Table 4. Constraints associated with tracking and segmentation [5]
  • (c) Constraints in the feature extraction phase of a vision-based sign language hand gesture recognition system

The most notable constraints in this phase include rotation, scale and translation. Rotation constraintarises when the hand region is rotated in any direction in the scene. Scale constraint arises, because of the different sizes of people’s hands making the gestures. The translation problem is the variation of hand positions in different images, which leads to erroneous representation of the features [19]. Table 5 indicates the constraints that can be encountered in the feature extraction phase of a vision-based sign language hand gesture recognition system.

Table 5. Constraints in the feature extraction phase [5]
  • (d) constraints in the classification and recognition phase of a vision-based sign language hand gesture recognition system

An appropriate classifier identifies gesture features and categorizes them into either predefined classes (supervised) or by their similarity (unsupervised) [20]. Some of the limitations encountered in this phase include large data sets for classifier training in some algorithms, computational complexity, selection of optimum parameters and recognition of unknown gestures. Below is Table 6 outlining the constraints likely to be encountered in the classification phase.

Table 6. Constraints in the classification phase [5]

The constraints can also be categorized by the cause. The three causes include the hand itself, the system and equipment in use and environmental factors, as indicated in Fig. 1.

Fig. 1.
figure 1

Pictorial representation of gesture challenges or constraints [14]

6 Business Benefits

This study highlights the constraints encountered in vison-based system implementation in a logical way since the constraints are presented in the phases they are mostly likely to occur. This will help researchers and gesture recognition system developers to easily identify the constraints they want to address using new or a combination of existing algorithms. This can be beneficial in many hand gesture recognition application areas like robot control, game applications sign language recognition, amongst others.

The results of this study can provide a basis for a better sign language hand gesture recognition system capable of full sign language interpretation. Sign language interpretation systems are beneficial for communication, because they assist hearing impaired individuals to understand the non-hearing impaired and vice versa.
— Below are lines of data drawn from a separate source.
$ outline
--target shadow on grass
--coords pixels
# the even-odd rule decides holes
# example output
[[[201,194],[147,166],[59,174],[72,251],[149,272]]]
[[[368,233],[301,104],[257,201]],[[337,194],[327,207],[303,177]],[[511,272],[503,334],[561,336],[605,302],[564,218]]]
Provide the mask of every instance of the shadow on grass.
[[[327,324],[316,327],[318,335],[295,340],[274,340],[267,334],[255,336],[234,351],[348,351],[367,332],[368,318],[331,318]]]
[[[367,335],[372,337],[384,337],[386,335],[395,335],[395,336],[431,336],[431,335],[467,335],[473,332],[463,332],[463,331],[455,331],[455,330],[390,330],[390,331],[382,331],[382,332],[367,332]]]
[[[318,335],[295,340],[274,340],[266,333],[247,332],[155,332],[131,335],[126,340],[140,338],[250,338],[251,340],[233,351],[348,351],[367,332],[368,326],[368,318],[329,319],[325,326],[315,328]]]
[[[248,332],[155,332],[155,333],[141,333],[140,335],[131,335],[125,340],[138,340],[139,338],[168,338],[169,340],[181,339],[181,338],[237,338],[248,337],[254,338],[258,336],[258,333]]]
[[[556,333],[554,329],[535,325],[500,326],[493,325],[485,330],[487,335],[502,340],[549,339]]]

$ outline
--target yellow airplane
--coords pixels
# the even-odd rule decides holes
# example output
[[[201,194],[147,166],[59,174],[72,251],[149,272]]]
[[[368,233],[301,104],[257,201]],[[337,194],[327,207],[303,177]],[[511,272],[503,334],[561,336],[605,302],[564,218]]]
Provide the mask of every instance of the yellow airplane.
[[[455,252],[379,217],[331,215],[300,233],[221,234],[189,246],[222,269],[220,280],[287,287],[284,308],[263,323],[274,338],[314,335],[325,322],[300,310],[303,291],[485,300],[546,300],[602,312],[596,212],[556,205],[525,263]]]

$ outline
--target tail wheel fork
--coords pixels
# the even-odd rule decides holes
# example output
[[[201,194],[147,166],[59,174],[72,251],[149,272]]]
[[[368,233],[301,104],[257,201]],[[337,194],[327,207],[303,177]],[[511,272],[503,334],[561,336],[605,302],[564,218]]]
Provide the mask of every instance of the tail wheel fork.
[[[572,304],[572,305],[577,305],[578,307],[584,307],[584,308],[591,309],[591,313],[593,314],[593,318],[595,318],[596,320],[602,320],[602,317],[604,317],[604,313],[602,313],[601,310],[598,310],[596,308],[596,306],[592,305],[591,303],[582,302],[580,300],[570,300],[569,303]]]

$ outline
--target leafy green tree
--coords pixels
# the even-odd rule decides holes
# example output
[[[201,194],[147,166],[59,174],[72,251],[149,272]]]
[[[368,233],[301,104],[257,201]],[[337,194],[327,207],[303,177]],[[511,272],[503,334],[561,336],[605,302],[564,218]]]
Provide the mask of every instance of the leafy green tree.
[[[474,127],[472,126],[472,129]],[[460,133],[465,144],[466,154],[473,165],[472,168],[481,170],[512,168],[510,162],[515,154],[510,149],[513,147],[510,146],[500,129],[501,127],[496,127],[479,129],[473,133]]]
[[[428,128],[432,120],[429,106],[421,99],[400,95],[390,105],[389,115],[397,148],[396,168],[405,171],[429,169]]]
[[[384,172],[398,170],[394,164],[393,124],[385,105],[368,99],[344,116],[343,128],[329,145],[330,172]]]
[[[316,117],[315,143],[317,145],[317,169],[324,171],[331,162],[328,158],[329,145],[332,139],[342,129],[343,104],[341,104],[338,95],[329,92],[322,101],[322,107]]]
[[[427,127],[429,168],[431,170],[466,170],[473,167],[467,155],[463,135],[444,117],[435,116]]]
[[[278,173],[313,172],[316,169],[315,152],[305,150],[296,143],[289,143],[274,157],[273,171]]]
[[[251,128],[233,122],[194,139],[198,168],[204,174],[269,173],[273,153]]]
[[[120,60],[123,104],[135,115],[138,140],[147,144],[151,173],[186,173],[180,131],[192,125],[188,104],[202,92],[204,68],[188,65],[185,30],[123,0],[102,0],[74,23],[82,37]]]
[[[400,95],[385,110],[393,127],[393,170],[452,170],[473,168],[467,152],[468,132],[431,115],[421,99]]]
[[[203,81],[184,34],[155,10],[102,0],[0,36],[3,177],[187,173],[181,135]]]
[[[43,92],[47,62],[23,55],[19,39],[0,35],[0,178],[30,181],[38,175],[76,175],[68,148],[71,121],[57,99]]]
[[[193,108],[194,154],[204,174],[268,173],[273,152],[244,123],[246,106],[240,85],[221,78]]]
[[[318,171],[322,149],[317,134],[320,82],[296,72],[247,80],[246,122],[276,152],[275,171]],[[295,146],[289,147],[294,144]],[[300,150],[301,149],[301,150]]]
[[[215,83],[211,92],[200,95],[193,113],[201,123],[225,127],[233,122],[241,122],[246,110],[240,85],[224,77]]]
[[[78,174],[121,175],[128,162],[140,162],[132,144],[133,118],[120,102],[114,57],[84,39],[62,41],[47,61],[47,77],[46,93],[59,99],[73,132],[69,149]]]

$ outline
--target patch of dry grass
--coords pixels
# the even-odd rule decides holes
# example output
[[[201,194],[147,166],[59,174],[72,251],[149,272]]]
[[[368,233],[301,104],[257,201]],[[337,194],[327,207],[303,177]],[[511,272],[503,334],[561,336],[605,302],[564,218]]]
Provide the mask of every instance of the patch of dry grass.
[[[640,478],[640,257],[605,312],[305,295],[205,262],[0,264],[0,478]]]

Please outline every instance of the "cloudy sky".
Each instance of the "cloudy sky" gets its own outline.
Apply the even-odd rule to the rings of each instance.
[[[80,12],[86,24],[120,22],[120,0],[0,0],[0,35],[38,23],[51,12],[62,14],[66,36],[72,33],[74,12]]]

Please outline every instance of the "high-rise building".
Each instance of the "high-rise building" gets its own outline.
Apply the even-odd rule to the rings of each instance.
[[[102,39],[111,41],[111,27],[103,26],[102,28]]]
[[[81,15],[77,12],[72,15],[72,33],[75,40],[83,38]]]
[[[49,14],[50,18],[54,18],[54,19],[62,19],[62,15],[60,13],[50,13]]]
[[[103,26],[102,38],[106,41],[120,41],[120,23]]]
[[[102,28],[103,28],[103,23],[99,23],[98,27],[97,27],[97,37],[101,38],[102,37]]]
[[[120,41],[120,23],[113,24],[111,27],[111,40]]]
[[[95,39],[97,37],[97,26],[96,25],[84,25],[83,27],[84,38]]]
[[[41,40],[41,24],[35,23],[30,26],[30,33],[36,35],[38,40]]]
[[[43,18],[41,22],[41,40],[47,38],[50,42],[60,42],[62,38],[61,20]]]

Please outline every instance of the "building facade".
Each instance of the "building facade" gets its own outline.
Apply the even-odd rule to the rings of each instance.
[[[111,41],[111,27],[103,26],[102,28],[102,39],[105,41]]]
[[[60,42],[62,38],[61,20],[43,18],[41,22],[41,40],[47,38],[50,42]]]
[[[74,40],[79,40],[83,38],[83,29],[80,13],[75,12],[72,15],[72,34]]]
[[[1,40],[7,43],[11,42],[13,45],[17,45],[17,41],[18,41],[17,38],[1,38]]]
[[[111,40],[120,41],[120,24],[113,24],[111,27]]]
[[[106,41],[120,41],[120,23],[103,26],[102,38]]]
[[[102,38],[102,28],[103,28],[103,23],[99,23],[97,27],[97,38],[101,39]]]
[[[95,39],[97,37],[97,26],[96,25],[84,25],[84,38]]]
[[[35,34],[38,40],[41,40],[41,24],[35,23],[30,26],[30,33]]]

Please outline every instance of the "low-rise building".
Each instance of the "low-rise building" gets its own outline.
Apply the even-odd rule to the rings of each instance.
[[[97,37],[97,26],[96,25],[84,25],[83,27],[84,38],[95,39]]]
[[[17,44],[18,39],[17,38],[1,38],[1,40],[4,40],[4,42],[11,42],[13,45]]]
Vision-based sign language interpretation systems enable communication in a natural way without the need for a human interpreter, hence they are likely to be more cost efficient. The vision-based gesture recognition interpretation systems can be deployed as software applications on mobile phones, computers, laptops and even tablets. This can facilitate communication for hearing impaired individuals in public facilities like banks, airports, churches and schools.

7 Conclusion

In this paper, the phases of a typical vison-based sign language hand gesture recognition system are identified. The constraints that can be encountered in each stage of a vision-based hand gesture recognition system are outlined. It is evident from the literature that the challenges begin right from the first phase, which is image acquisition where camera resolution and quality can affect the gesture recognition rate. Background noise and lighting also pose serious constraints.

These constraints coupled with many others as mentioned in this paper have resulted in development of many algorithms. Each of these algorithms has its strengths and weaknesses. Hence the choice of the algorithm to use for sign language application may vary from one researcher to another. Further work needs to be done in order to find better solutions to overcome the constraints.